En 2024, elle a confié des travaux dans le cadre de la réalisation d’un mur de clôture à la société [E] TP et à la société ENTREPRISE DE MACONNERIE VOILLAT ET FILS.
Madame [N] a constaté des désordres affectant les travaux réalisés, consistant notamment en des fissures.
Par actes séparés en date du 29 janvier 2025, madame [U] [N] a assigné la SARL ENTREPRISE DE MACONNERIE VOILLAT ET FILS, agissant par son gérant M. [E] [X], la SARL [E] TP et la SA SMABTP, ès qualités d’assureur responsabilité civile et décennale de la société ENTREPRISE DE MACONNERIE VOILLAT ET FILS et de la société [E] TP, en référé afin d’obtenir, en application de l’article 145 du Code de procédure civile, l’organisation d’une mesure d’expertise judiciaire.
L’affaire a été appelée à l’audience du 04 mars 2025 puis elle a été renvoyée à celles du 08 avril, du 29 avril puis du 10 juin 2025 à laquelle les débats se sont tenus.
Par des conclusions en défense, la SA SMABTP a sollicité à titre principal sa mise hors de cause et a formulé, à titre subsidiaire, ses plus expresses protestations et réserves quant à la mesure sollicitée.
Dans ses dernières écritures, madame [N] a maintenu ses demandes initiales et a conclu au débouté de la SMABTP de l’ensemble de ses demandes, fins, moyens et conclusions contraires.
La SARL ENTREPRISE DE MACONNERIE VOILLAT ET FILS et la SARL [E] TP n’ont pas comparu.
Pour un plus ample exposé des moyens, il est renvoyé aux dernières conclusions régulièrement déposées par les parties.
MOTIFS DE LA DÉCISION
1/ Sur la demande d’expertise
L’article 145 du Code de procédure civile dispose que « S’il existe un motif légitime de conserver ou d’établir avant tout procès la preuve de faits dont pourrait dépendre la solution d’un litige, les mesures d’instruction légalement admissibles peuvent être ordonnées à la demande de tout intéressé, sur requête ou en référé ».
A l’appui de sa demande, madame [N] produit notamment :
devis et facture de travaux [E] TPdevis et factures de travaux ENTREPRISE MACONNERIE VOILLAT ET FILS devis et facture de travaux supplémentaires ENTREPRISE MACONNERIE VOILLAT ET FILS photographies des désordres mails et sms adressés par la requérante devis travaux de reprise des désordres attestations assurance 2024-2025 procès-verbal de constat de maître [R].Il est constant que madame [N] a confié la réalisation d’un mur de clôture le long de sa propriété aux entreprises [E] TP et MACONNERIE VOILLAT ET FILS.
Il ressort des pièces versées au dossier que ces travaux sont affectés de désordres.
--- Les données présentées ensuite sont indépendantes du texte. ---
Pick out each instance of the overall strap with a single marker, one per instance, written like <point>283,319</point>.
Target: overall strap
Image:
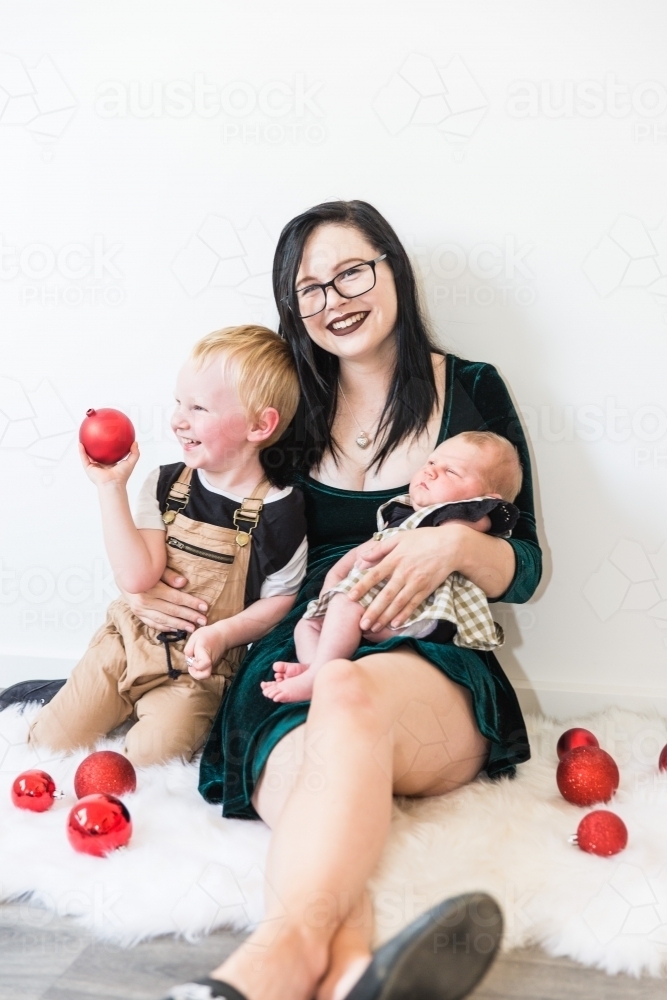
<point>249,512</point>
<point>178,496</point>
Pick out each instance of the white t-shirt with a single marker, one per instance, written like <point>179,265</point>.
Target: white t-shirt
<point>287,580</point>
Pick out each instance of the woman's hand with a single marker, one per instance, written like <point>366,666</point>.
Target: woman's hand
<point>415,563</point>
<point>167,606</point>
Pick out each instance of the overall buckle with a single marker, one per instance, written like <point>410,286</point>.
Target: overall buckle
<point>249,512</point>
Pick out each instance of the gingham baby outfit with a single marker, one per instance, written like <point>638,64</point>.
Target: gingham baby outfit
<point>457,600</point>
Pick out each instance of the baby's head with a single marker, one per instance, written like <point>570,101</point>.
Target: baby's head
<point>239,387</point>
<point>469,465</point>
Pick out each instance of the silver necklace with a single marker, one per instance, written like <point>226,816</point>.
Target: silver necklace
<point>362,439</point>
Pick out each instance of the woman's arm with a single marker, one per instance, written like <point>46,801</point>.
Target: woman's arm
<point>167,605</point>
<point>415,563</point>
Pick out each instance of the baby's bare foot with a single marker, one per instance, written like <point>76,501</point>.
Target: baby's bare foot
<point>299,688</point>
<point>284,668</point>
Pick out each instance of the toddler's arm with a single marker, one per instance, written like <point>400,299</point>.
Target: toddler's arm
<point>137,556</point>
<point>209,643</point>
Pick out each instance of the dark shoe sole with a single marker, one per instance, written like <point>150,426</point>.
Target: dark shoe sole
<point>442,955</point>
<point>204,989</point>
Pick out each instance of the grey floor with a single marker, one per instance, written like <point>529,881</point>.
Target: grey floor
<point>45,958</point>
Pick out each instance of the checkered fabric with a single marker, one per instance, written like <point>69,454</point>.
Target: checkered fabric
<point>457,600</point>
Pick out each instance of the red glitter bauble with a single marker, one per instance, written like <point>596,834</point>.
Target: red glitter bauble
<point>105,771</point>
<point>603,833</point>
<point>99,824</point>
<point>107,435</point>
<point>34,790</point>
<point>572,738</point>
<point>587,775</point>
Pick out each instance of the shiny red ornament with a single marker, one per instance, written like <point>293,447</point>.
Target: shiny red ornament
<point>34,790</point>
<point>107,435</point>
<point>572,738</point>
<point>99,824</point>
<point>602,832</point>
<point>105,771</point>
<point>587,775</point>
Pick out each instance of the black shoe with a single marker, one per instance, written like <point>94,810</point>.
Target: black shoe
<point>30,691</point>
<point>442,955</point>
<point>204,989</point>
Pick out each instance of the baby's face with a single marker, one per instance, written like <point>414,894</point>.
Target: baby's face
<point>456,470</point>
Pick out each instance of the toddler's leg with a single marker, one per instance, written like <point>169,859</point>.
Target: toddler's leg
<point>174,719</point>
<point>339,638</point>
<point>306,638</point>
<point>89,706</point>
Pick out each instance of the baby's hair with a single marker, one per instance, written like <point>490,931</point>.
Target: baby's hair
<point>261,367</point>
<point>506,476</point>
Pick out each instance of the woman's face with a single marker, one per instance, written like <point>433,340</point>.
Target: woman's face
<point>349,328</point>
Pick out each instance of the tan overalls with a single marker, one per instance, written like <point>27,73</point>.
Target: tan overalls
<point>130,670</point>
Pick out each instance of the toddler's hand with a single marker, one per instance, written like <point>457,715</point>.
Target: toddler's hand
<point>202,650</point>
<point>103,474</point>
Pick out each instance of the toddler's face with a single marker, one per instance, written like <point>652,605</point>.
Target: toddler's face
<point>456,470</point>
<point>208,420</point>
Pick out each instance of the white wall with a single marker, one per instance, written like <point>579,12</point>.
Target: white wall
<point>520,150</point>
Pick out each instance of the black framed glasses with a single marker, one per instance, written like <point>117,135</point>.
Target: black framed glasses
<point>353,281</point>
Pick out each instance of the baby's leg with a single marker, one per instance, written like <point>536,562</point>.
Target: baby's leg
<point>339,638</point>
<point>306,638</point>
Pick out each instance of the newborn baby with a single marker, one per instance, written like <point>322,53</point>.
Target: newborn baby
<point>470,478</point>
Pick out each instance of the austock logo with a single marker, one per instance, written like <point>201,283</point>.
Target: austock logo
<point>36,98</point>
<point>630,255</point>
<point>447,98</point>
<point>219,255</point>
<point>630,579</point>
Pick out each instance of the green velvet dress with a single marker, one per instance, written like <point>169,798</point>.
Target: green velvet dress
<point>248,725</point>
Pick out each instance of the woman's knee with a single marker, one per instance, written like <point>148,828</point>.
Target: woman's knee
<point>345,684</point>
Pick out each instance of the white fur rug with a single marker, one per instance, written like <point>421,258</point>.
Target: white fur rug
<point>187,870</point>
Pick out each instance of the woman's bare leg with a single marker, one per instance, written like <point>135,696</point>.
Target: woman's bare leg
<point>350,951</point>
<point>389,722</point>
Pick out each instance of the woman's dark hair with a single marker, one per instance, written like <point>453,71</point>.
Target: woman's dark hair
<point>412,394</point>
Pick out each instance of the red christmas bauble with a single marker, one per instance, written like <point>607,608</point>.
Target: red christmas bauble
<point>105,771</point>
<point>602,832</point>
<point>34,790</point>
<point>99,824</point>
<point>587,775</point>
<point>107,435</point>
<point>572,738</point>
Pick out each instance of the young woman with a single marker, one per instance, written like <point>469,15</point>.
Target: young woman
<point>406,717</point>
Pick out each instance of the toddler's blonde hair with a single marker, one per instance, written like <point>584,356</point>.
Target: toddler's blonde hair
<point>506,475</point>
<point>260,366</point>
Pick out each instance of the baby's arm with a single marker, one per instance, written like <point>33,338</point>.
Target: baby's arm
<point>137,557</point>
<point>340,569</point>
<point>206,645</point>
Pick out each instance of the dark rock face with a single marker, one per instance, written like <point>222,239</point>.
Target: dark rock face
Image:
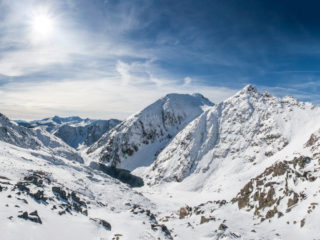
<point>275,185</point>
<point>184,212</point>
<point>222,227</point>
<point>33,216</point>
<point>121,174</point>
<point>155,226</point>
<point>103,223</point>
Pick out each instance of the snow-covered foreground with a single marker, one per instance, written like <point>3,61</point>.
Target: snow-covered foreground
<point>247,168</point>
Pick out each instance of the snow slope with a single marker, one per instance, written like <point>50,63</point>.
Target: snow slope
<point>139,139</point>
<point>47,195</point>
<point>75,131</point>
<point>247,168</point>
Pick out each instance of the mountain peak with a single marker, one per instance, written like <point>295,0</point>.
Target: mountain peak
<point>249,89</point>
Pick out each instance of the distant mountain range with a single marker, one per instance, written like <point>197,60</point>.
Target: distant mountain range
<point>75,131</point>
<point>245,168</point>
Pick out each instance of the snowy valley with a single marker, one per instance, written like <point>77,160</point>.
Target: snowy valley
<point>182,168</point>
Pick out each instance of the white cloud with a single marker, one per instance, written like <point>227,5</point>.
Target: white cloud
<point>187,81</point>
<point>99,98</point>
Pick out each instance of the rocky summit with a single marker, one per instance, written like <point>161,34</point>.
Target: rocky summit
<point>181,168</point>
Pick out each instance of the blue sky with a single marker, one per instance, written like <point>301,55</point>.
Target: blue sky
<point>111,58</point>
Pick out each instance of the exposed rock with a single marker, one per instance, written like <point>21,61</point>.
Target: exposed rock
<point>103,223</point>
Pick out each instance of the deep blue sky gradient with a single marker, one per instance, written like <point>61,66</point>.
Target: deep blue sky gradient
<point>272,44</point>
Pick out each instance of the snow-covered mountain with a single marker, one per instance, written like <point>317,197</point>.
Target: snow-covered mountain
<point>47,193</point>
<point>246,168</point>
<point>138,140</point>
<point>74,131</point>
<point>256,156</point>
<point>36,139</point>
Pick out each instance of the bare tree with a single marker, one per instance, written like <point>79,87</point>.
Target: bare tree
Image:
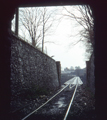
<point>37,21</point>
<point>84,18</point>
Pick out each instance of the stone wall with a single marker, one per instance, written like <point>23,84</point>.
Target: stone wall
<point>30,67</point>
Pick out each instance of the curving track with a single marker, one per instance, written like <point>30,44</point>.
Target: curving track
<point>58,106</point>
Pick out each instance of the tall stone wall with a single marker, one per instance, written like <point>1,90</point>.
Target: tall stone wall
<point>30,67</point>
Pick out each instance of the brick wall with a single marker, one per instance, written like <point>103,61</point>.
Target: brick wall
<point>30,66</point>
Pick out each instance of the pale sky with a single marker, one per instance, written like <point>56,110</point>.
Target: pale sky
<point>62,50</point>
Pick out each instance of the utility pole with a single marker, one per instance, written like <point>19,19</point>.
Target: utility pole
<point>43,34</point>
<point>17,21</point>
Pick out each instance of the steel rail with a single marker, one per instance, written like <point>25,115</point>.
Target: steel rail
<point>46,102</point>
<point>71,102</point>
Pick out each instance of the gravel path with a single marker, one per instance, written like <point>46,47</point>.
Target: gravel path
<point>83,107</point>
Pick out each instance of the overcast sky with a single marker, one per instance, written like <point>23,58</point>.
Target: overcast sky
<point>62,50</point>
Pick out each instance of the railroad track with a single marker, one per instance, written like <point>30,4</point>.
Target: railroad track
<point>71,84</point>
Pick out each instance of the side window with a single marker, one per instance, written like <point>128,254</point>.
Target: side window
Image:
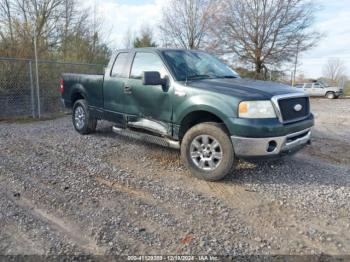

En effet, il résulte du procès-verbal de constat dressé par maître [R] le 16 avril 2025 et des photographies annexées que le mur présente des fissures significatives.
Ainsi, les pièces produites mettent en évidence l’existence de désordres affectant les travaux litigieux.
Ces éléments amènent à considérer que madame [N] justifie d’un motif légitime pour voir ordonner une mesure d’expertise judiciaire à ses frais avancés.
En conséquence, la demande sera accueillie à ce titre dans les conditions reprises dans le dispositif de la présente décision.
2/ Sur la demande de mise hors de cause
La SMABTP sollicite sa mise hors de cause au motif que sa garantie décennale n’a pas vocation à être mobilisée au regard de la nature des désordres.
En l’espèce, il est constant que la SARL ENTREPRISE DE MACONNERIE VOILLAT ET FILS et la SARL [E] TP sont assurées auprès de la SMABTP au titre d’un contrat d’assurance professionnelle GLOBAL CONSTRUCTEUR.
Il est de bonne justice que les opérations d’expertise se déroulent au contradictoire de l’ensemble des parties concernées par le litige et leurs assureurs.
En tout état de cause, il n’appartient pas au juge des référés de se prononcer sur les conditions de mobilisation de la garantie d’un assureur, cette question relevant de la compétence du juge du fond.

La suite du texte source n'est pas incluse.